Department of Radiation Oncology and Molecular Radiation Sciences, Johns Hopkins University School of Medicine, Baltimore, Maryland.
Department of Radiation Oncology, Stanford University School of Medicine, Stanford, California.
Int J Radiat Oncol Biol Phys. 2019 Jan 1;103(1):38-44. doi: 10.1016/j.ijrobp.2018.09.005. Epub 2018 Sep 10.
For pediatric patients with large, high-grade, extremity nonrhabdomyosarcoma soft-tissue sarcomas, preoperative radiation therapy (RT) provides the opportunity for smaller radiation fields and tumor shrinkage resulting in less extensive surgery. The potential disadvantage is an increased risk of wound complications after surgery compared with rates after postoperative chemoradiation. We assessed the impact of preoperative RT technique on target coverage in relationship to dose to skin and adjacent joints to determine whether acute wound complications and late musculoskeletal injury might be influenced by treatment technique.
Of 550 eligible patients <30 years of age, 200 were enrolled in arm D of ARST0332 and received neoadjuvant ifosfamide/doxorubicin, then chemoradiotherapy (45 Gy and ifosfamide) and surgery followed by postoperative RT if gross or microscopic positive surgical margins. One-hundred thirteen patients had extremity nonrhabdomyosarcoma soft-tissue sarcomas, of which 56 patients had preoperative RT plans for digital review. The doses to the target volume, skin (surface to 5 mm depth), adjacent joint, and extremity diameter were analyzed with respect to RT technique.
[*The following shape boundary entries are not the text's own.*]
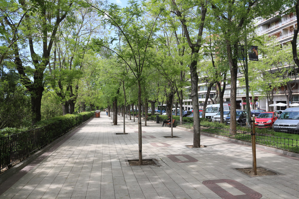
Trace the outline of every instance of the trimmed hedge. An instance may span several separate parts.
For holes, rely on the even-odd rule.
[[[34,126],[30,127],[24,127],[19,129],[7,127],[0,129],[0,136],[6,136],[16,134],[22,132],[52,124],[53,129],[51,131],[61,132],[67,130],[70,127],[71,128],[78,126],[84,121],[89,119],[94,115],[94,111],[83,112],[77,114],[67,114],[64,115],[54,117],[47,120],[41,120],[37,122]]]

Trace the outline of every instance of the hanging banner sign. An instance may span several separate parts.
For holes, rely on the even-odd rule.
[[[238,50],[238,56],[239,60],[245,61],[245,46],[241,45],[240,46],[239,51]]]
[[[259,61],[259,52],[257,51],[257,47],[251,46],[248,53],[249,60],[251,61]]]

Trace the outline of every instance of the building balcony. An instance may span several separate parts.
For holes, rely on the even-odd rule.
[[[294,35],[294,32],[293,32],[288,33],[286,33],[284,34],[282,34],[280,37],[277,37],[277,38],[276,38],[276,40],[279,40],[281,39],[284,39],[287,37],[290,37],[290,36],[292,36],[293,35]],[[292,38],[291,38],[291,39]]]
[[[265,29],[265,30],[262,30],[261,31],[257,32],[257,33],[258,35],[259,36],[262,35],[263,35],[265,34],[269,33],[268,33],[268,32],[269,32],[271,30],[273,30],[274,29],[278,28],[281,28],[281,27],[280,27],[282,26],[283,26],[285,24],[286,24],[288,23],[291,22],[291,21],[296,20],[297,19],[297,18],[294,16],[290,17],[289,17],[286,19],[283,19],[281,22],[275,25],[275,26],[273,26],[270,27],[268,28]]]

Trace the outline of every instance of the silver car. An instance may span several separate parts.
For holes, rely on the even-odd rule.
[[[277,132],[298,133],[299,132],[299,108],[288,108],[285,110],[272,127]]]
[[[212,121],[220,122],[220,113],[219,112],[216,115],[213,116],[212,118]],[[229,111],[223,111],[223,119],[227,117],[229,114]]]

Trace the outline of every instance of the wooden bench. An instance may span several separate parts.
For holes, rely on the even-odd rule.
[[[176,120],[175,120],[175,119],[173,119],[173,120],[172,120],[172,123],[165,123],[165,126],[166,127],[166,125],[167,125],[167,124],[168,124],[168,125],[169,125],[169,127],[170,127],[171,126],[170,126],[170,124],[173,124],[173,123],[174,122],[174,121],[176,121]]]

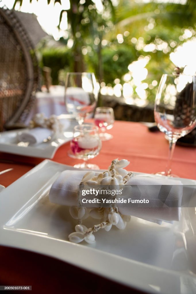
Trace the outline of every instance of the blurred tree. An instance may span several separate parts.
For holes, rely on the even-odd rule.
[[[18,1],[21,5],[22,0],[16,0],[14,6]],[[61,0],[54,1],[61,4]],[[48,0],[48,4],[50,2]],[[130,64],[147,59],[145,66],[148,74],[144,80],[141,78],[140,86],[148,100],[154,101],[162,74],[172,72],[175,67],[170,53],[195,35],[195,0],[179,0],[177,3],[100,0],[99,7],[97,1],[92,0],[70,2],[70,9],[62,10],[60,22],[63,14],[67,13],[68,38],[72,40],[73,46],[67,54],[67,62],[62,59],[59,66],[69,66],[70,71],[94,71],[100,83],[104,81],[112,86],[117,80],[122,85],[129,83],[134,98],[139,95]],[[44,65],[49,66],[51,58],[45,50],[44,54],[48,55],[44,56],[47,61]],[[53,63],[55,59],[54,56]],[[127,73],[130,74],[129,80]]]

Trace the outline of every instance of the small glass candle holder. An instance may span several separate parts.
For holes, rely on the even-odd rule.
[[[87,124],[76,126],[74,129],[73,136],[68,154],[71,157],[82,159],[84,161],[83,163],[75,165],[74,167],[99,169],[97,165],[87,163],[89,159],[97,156],[101,148],[98,127]]]
[[[113,127],[114,117],[112,108],[111,107],[97,107],[94,120],[95,124],[100,129],[102,132],[99,134],[102,141],[112,139],[112,135],[105,132],[106,129],[109,130]]]

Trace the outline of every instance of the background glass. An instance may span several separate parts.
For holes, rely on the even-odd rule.
[[[94,116],[94,123],[101,129],[102,132],[99,134],[102,141],[106,141],[112,139],[113,136],[105,133],[106,129],[109,130],[113,126],[114,121],[114,111],[111,107],[97,107]]]
[[[96,81],[90,73],[67,73],[65,81],[65,103],[79,124],[86,116],[92,114],[97,99]]]
[[[71,150],[68,155],[74,158],[82,159],[84,162],[76,164],[74,167],[99,169],[96,164],[87,163],[86,162],[97,156],[101,146],[97,127],[89,124],[76,126],[74,128],[74,138],[70,143]]]
[[[176,143],[196,125],[196,76],[164,74],[156,95],[155,118],[159,129],[166,135],[169,150],[165,176],[171,173],[171,163]]]

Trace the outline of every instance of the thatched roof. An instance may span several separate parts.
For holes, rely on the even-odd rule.
[[[48,36],[42,29],[37,17],[33,13],[27,13],[14,11],[34,46],[36,46],[42,38]]]

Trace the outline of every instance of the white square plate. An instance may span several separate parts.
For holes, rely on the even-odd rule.
[[[63,115],[62,116],[63,117]],[[58,138],[34,146],[28,145],[25,143],[19,144],[17,134],[24,131],[24,129],[2,132],[0,133],[0,151],[25,156],[52,159],[58,148],[71,139],[74,127],[77,124],[76,121],[71,121],[69,127]]]
[[[46,160],[1,192],[0,244],[53,256],[150,293],[195,294],[195,208],[182,208],[180,220],[173,224],[132,217],[124,230],[95,233],[93,244],[72,243],[68,236],[76,223],[69,208],[50,203],[48,194],[61,172],[73,169]],[[196,183],[181,179],[190,187]]]

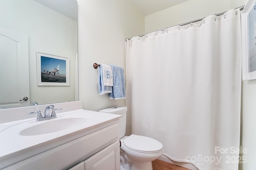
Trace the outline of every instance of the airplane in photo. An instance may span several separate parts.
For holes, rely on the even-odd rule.
[[[55,75],[55,74],[56,73],[57,73],[57,74],[59,74],[59,73],[57,72],[58,72],[59,71],[60,71],[60,70],[59,70],[60,69],[60,65],[58,66],[58,67],[57,68],[54,68],[54,70],[51,69],[51,71],[48,71],[48,70],[44,70],[44,69],[42,69],[42,70],[44,70],[44,72],[46,72],[46,73],[44,73],[42,72],[42,74],[52,74],[53,73],[54,74],[54,75]]]

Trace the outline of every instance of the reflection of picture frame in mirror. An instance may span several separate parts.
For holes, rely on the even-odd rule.
[[[69,86],[69,58],[37,52],[38,86]]]
[[[256,79],[256,0],[249,0],[241,14],[243,80]]]

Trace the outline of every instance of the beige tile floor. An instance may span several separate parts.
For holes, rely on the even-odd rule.
[[[190,170],[158,159],[152,162],[152,166],[153,170]]]

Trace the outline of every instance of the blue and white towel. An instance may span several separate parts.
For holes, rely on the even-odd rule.
[[[106,94],[106,93],[110,93],[112,92],[112,86],[104,85],[103,80],[103,72],[102,67],[100,66],[98,67],[99,69],[99,77],[98,77],[98,87],[99,93],[100,95]]]
[[[109,94],[110,99],[125,98],[125,82],[124,72],[122,67],[110,65],[113,72],[112,92]]]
Thirty-eight patients (65%) received 3-dimensional conformal RT (3D-CRT) and 18 (32%) received intensity modulated RT (IMRT). There was no difference in clinical target volume (CTV) size between groups (P = .920); however, IMRT plans had improved CTV coverage to 100% of the prescription dose compared with 3D-CRT plans (median CTV coverage, 92.7% vs 98.6%; P = .011). In patients without target overlap with the skin, IMRT use was associated with reduced percent volume of skin receiving 45 Gy or more (V45Gy) compared with 3D-CRT (median, 1.6% vs 6.3%, respectively; P = .005). IMRT was also associated with reduced V45Gy to the adjacent joint compared with 3D-CRT (median, 1.1% vs 13.2%; P = .018).
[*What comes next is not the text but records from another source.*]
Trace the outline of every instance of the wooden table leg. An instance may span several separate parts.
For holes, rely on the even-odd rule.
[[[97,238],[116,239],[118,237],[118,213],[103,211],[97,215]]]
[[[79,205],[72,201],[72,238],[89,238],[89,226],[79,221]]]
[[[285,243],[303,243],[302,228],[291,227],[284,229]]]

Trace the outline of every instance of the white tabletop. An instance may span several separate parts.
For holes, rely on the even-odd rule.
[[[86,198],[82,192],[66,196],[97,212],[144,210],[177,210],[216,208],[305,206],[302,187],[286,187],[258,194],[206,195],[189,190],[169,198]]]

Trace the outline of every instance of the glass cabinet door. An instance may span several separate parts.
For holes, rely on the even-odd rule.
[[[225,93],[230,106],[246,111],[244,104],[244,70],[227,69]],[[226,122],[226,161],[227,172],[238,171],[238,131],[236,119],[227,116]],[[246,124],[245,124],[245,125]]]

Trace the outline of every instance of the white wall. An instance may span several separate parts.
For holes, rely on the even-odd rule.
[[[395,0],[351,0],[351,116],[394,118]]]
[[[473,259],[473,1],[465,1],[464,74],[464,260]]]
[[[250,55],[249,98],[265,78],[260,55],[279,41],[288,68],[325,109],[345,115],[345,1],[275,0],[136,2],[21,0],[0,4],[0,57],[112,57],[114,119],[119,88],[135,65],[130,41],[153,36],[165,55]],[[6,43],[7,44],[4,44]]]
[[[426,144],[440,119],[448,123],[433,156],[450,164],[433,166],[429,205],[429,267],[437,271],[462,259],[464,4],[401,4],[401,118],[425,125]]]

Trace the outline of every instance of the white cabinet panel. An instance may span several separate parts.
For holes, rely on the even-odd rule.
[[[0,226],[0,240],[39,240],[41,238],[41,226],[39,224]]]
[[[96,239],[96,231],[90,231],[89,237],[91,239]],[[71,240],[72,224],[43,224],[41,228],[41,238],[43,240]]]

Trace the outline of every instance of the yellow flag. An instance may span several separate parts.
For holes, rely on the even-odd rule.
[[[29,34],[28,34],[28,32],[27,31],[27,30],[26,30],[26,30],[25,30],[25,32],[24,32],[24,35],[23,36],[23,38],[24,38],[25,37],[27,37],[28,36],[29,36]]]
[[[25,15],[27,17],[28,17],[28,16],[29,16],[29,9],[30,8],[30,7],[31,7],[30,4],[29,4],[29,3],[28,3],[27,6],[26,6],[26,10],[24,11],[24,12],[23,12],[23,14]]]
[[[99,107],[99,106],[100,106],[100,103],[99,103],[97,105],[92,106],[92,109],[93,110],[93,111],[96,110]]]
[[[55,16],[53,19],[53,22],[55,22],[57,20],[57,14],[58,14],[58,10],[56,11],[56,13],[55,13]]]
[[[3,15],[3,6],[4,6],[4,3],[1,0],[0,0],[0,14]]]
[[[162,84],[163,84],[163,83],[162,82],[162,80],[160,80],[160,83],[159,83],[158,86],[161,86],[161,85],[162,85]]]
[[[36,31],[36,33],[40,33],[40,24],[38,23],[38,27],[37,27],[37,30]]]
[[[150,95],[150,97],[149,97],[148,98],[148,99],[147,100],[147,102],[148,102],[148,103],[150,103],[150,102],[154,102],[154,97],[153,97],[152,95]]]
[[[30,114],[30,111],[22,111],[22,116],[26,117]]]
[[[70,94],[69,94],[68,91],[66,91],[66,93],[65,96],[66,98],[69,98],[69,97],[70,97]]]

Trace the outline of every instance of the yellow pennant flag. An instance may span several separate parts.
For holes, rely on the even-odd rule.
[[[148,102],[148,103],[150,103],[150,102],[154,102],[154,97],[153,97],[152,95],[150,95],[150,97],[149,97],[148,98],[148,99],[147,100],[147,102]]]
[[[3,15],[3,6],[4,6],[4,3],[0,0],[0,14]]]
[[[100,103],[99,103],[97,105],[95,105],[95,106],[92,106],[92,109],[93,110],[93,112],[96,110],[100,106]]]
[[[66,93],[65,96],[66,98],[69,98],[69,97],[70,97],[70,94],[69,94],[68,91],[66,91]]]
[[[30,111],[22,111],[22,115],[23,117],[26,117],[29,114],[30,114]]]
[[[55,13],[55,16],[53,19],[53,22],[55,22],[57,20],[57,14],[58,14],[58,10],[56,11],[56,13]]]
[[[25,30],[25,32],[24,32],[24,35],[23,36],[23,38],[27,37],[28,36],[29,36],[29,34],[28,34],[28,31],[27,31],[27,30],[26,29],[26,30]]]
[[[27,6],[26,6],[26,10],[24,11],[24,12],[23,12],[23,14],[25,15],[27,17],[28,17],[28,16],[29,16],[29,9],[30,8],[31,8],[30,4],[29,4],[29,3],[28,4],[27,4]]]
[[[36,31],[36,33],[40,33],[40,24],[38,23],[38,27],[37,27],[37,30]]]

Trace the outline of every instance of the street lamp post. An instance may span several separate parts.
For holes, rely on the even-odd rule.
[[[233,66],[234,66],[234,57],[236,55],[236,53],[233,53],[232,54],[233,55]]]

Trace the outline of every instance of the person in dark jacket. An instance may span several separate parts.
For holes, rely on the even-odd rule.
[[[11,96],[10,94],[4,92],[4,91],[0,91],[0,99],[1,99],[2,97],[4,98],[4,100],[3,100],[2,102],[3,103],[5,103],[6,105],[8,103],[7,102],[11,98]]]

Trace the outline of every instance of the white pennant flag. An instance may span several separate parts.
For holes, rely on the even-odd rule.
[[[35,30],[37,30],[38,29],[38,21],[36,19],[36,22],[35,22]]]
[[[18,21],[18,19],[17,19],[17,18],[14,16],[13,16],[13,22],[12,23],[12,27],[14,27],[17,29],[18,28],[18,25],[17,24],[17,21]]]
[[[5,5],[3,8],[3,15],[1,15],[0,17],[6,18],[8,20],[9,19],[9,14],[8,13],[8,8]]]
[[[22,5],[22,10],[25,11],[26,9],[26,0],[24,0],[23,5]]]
Preoperative IMRT may improve CTV coverage and reduce the volume of skin and adjacent joint treated to high doses. Future studies should assess whether these dosimetric findings produce differences in clinical and toxicity outcomes.
对于患有大体积、高级别、肢体非横纹肌肉瘤软组织肉瘤的儿科患者,术前放疗(RT)提供了使用较小辐射野和肿瘤缩小的机会,从而减少了广泛的手术。潜在的缺点是与术后放化疗后相比,手术后伤口并发症的风险增加。我们评估了术前 RT 技术对目标覆盖范围的影响,以及对皮肤和相邻关节剂量的影响,以确定急性伤口并发症和晚期肌肉骨骼损伤是否可能受到治疗技术的影响。
在 550 名符合条件的<30 岁患者中,200 名患者入组 ARST0332 的 D 臂,接受新辅助异环磷酰胺/多柔比星,然后接受化疗和放疗(45 Gy 和异环磷酰胺),如果肿瘤切缘阳性则行手术,然后行术后放疗。113 例患者患有肢体非横纹肌肉瘤软组织肉瘤,其中 56 例患者有术前 RT 计划供数字复查。分析了与 RT 技术相关的靶体积、皮肤(表面至 5mm 深度)、相邻关节和肢体直径的剂量。
38 例(65%)患者接受 3 维适形放疗(3D-CRT),18 例(32%)患者接受调强放疗(IMRT)。两组患者的临床靶体积(CTV)大小无差异(P=0.920);然而,与 3D-CRT 相比,IMRT 计划显著提高了 CTV 至 100%处方剂量的覆盖(CTV 覆盖中位数,92.7%对 98.6%;P=0.011)。在没有与皮肤重叠的靶区的患者中,与 3D-CRT 相比,IMRT 可降低皮肤 45Gy 或更高剂量的体积百分比(V45Gy)(中位数,1.6%对 6.3%;P=0.005)。与 3D-CRT 相比,IMRT 还可降低相邻关节的 V45Gy(中位数,1.1%对 13.2%;P=0.018)。
术前 IMRT 可能提高 CTV 覆盖范围,降低皮肤和相邻关节的高剂量体积。未来的研究应评估这些剂量学发现是否会导致临床和毒性结果的差异。